Zusammenleben innerhalb der häuslichen Wirklichkeit
Zusammenleben bedeutet nicht, so zu tun, als wären häusliche Pferde Wildpferde. Häusliche Pferde leben innerhalb von Zäunen, Rechtssystemen, menschlichen Eigentumsstrukturen, begrenztem Land, Wetterbeschränkungen, tiermedizinischen Gegebenheiten und individuellen Vorgeschichten. Das zu leugnen wäre Fantasie.
Doch die häusliche Wirklichkeit entschuldigt keine unnötige Kontrolle.

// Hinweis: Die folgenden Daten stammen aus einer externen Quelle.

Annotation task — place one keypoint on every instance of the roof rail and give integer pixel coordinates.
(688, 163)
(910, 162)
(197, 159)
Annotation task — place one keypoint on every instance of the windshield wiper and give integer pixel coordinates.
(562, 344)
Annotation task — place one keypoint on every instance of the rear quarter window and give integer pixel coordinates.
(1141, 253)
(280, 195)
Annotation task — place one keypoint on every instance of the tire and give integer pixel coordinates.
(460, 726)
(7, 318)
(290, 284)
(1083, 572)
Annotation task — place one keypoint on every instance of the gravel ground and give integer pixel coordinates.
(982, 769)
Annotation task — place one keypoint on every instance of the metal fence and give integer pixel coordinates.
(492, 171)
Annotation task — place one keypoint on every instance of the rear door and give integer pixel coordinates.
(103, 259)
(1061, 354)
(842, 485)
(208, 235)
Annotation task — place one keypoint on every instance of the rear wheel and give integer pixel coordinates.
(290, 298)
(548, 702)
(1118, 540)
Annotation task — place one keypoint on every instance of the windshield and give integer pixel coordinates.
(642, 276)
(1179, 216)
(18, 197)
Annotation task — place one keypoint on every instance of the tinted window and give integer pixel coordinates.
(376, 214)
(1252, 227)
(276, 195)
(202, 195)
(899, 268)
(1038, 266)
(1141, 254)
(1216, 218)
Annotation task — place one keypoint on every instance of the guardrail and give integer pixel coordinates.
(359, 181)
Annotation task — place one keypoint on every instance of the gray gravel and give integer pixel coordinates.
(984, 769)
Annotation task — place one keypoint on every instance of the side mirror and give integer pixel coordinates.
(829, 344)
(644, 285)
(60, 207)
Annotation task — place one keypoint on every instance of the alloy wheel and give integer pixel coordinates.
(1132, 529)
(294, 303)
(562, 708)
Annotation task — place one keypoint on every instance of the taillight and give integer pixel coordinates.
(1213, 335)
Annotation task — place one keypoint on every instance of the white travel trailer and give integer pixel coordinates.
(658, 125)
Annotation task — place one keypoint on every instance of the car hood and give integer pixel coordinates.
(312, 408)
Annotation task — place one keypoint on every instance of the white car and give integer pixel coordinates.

Equine Notion stellt eine nützlichere Frage: Wie viel von der natürlichen Entscheidungsfähigkeit des Pferdes lässt sich innerhalb der Wirklichkeit, die wir haben, zurückgeben?
Diese Frage macht das Zusammenleben praktisch statt ideologisch.
Natürlich bedeutet nicht unbetreute Abwesenheit
Eine natürliche Richtung ist nicht dasselbe wie das Aufgeben von Verantwortung. Pferde brauchen weiterhin sichere Grenzen, angemessenes Raufutter, Wasser, soziale Rücksicht, Versorgung im Notfall und menschliche Aufsicht. Der Unterschied ist, dass der Mensch die Umgebung so gestaltet, dass das Pferd an der Erhaltung seines eigenen Lebens teilnehmen kann.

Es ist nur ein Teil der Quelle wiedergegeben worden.